The eurozone crisis has been rumbling on for months now, and with Greece perched on the precipice of long term stagflation and increasing isolation, the picture is not pretty.

However, amongst all of the doom and gloom coming from the European Union, there is a slither of good news today (Wednesday) as the euro hit an eight week high against the dollar.

Andy Scott, Foreign Exchange Dealer at HiFX says the euro has shown that it is not a redundant currency yet.

“The Euro has staged yet another impressive recovery against some of its major counterparts over the last four weeks, proving that whilst it may be down, it’s far from out," he said.

"The single currency, which continues to face critics who say it is destined to collapse any day has clocked up gains of 5% against the US Dollar and the Japanese Yen since hitting multi-month lows last month.

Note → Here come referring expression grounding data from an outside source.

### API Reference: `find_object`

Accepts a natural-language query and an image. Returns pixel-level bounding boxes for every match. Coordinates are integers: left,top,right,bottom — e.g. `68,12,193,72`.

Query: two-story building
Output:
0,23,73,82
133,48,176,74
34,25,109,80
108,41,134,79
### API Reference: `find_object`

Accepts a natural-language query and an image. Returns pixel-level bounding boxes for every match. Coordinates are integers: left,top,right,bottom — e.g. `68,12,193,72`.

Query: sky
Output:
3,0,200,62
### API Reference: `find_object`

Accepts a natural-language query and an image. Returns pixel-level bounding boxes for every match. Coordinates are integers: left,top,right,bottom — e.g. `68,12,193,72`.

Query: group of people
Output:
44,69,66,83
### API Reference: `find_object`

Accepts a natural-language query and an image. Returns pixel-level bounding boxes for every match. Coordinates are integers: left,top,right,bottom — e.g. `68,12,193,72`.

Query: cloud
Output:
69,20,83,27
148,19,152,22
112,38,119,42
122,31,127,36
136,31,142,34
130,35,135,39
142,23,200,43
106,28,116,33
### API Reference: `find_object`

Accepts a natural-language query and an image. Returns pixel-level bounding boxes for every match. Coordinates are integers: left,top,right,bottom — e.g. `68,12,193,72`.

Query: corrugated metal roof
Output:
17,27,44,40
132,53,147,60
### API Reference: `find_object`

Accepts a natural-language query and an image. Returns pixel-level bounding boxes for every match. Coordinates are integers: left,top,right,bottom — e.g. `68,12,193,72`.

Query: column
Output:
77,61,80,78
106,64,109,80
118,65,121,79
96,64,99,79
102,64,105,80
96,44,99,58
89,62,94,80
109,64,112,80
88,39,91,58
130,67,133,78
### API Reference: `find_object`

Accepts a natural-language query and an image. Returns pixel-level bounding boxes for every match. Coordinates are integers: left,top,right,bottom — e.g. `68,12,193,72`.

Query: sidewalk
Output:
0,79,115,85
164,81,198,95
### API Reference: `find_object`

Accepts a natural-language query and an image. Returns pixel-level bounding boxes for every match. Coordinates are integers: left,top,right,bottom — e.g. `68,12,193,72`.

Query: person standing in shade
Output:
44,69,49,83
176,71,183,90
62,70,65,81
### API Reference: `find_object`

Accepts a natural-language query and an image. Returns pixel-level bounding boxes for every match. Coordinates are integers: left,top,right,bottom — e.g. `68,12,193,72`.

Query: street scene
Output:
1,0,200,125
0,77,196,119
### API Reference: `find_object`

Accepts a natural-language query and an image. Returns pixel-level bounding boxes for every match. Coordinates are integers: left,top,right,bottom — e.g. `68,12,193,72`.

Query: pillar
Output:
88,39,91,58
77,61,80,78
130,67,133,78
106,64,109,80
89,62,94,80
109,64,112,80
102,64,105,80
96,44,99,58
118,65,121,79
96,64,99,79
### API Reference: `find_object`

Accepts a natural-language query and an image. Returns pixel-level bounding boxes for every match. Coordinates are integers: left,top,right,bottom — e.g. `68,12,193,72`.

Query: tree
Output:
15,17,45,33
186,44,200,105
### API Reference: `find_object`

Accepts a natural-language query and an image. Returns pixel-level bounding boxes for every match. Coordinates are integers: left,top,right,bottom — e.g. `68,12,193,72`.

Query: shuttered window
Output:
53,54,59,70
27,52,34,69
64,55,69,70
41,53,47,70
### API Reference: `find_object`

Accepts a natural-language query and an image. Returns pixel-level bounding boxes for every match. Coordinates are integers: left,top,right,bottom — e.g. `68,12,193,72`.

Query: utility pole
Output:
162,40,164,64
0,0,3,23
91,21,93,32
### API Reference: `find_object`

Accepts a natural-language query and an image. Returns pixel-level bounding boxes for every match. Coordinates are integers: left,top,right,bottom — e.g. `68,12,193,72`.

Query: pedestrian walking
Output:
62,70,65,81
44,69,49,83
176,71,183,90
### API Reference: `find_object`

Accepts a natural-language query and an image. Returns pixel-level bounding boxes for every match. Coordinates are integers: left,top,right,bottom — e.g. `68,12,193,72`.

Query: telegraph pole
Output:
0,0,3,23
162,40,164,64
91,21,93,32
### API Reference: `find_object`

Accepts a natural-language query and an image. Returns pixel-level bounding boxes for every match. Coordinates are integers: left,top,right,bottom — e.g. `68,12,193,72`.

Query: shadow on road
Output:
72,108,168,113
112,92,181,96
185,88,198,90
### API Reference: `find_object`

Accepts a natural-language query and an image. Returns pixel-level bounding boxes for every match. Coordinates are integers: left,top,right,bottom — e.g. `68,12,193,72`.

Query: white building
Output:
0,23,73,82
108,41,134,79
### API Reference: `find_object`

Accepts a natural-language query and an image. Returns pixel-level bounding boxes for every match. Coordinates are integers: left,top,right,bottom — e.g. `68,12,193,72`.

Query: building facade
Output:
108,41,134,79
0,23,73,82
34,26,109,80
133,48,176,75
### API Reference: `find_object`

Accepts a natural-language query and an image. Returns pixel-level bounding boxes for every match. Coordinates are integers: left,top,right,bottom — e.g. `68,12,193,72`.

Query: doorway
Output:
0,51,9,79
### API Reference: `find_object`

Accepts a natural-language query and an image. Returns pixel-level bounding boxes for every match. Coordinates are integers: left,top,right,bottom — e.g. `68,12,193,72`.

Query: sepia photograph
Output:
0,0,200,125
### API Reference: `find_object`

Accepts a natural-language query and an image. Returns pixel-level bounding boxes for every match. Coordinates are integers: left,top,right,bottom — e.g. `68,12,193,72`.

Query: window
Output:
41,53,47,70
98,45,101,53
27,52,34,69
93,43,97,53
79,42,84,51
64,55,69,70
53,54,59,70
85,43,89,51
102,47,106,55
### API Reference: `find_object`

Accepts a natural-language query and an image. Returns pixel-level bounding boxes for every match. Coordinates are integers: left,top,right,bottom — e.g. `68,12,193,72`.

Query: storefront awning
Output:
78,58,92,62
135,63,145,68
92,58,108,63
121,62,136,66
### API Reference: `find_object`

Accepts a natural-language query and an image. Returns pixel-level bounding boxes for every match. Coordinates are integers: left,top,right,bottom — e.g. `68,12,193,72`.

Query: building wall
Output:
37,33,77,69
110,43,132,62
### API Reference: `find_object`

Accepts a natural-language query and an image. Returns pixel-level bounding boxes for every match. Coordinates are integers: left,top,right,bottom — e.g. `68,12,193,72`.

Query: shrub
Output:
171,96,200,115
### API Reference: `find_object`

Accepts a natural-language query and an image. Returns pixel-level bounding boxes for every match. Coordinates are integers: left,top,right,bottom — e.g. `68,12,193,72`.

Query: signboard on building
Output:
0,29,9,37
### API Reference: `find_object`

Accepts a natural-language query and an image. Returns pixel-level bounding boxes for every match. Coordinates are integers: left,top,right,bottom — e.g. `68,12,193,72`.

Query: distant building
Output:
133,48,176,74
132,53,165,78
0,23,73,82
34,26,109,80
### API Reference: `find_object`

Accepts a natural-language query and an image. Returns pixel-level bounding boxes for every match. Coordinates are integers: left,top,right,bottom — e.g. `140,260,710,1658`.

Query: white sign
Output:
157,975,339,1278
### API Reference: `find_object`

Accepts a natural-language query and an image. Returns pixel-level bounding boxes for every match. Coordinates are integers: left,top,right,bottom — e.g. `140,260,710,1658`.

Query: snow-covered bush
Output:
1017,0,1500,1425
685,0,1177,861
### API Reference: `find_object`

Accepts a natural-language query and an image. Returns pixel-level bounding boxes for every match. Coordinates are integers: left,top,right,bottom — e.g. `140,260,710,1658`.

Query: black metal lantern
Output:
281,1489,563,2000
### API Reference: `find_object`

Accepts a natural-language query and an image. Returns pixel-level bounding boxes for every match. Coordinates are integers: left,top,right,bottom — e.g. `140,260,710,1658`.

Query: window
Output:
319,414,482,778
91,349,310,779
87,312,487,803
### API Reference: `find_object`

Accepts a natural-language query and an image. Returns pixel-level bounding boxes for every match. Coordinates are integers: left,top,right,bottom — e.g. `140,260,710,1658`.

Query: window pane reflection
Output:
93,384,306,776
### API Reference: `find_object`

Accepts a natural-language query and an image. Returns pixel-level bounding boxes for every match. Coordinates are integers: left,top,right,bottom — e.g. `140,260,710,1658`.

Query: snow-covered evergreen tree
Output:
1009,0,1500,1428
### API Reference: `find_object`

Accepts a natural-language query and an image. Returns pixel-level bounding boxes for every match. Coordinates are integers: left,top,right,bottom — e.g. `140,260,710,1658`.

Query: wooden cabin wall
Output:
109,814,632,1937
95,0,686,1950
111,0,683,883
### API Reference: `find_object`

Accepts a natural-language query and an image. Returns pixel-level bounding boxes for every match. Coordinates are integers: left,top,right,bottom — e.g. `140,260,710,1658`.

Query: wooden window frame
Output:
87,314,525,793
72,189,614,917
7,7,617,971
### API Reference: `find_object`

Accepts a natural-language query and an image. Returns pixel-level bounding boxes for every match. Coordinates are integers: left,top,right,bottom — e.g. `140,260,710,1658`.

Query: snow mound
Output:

“It isn’t all positive though as the Euro continues to trade close to all time lows against the antipodean currencies, and has struggled to recover against currencies closer to home such as the Pound and the Krona.

"This appears to signal that the gains are a combination of risk appetite improving and the policy statement from the Federal Reserve (January 25th) which has seen the Dollar weaken across the board.

“We continue to remain cautious of any Euro rallies until Italian borrowing costs are back at more sustainable levels and Greece looks close to approving the austerity measures preventing it from defaulting next month; the fundamentals remain weak.

“Attention will be fixed firmly on Mario Draghi tomorrow as he delivers his 5th policy statement since taking charge of the ECB. Having taken some early decisive and effective steps to ease bank liquidity pressures and funding costs, helping to stabilise the Euro and reduce sovereign borrowing costs; we expect rates to be left on hold at 1% for now.

"We do however see a good chance that borrowing costs will be lowered further as austerity measures being undertaken weaken growth across the euro zone. The Bank of England will announce their policy decision at noon tomorrow with the market expecting an additional £50bn to be added to their asset purchase programme (quantitative easing) and interest rates to be kept on hold at 0.5%.”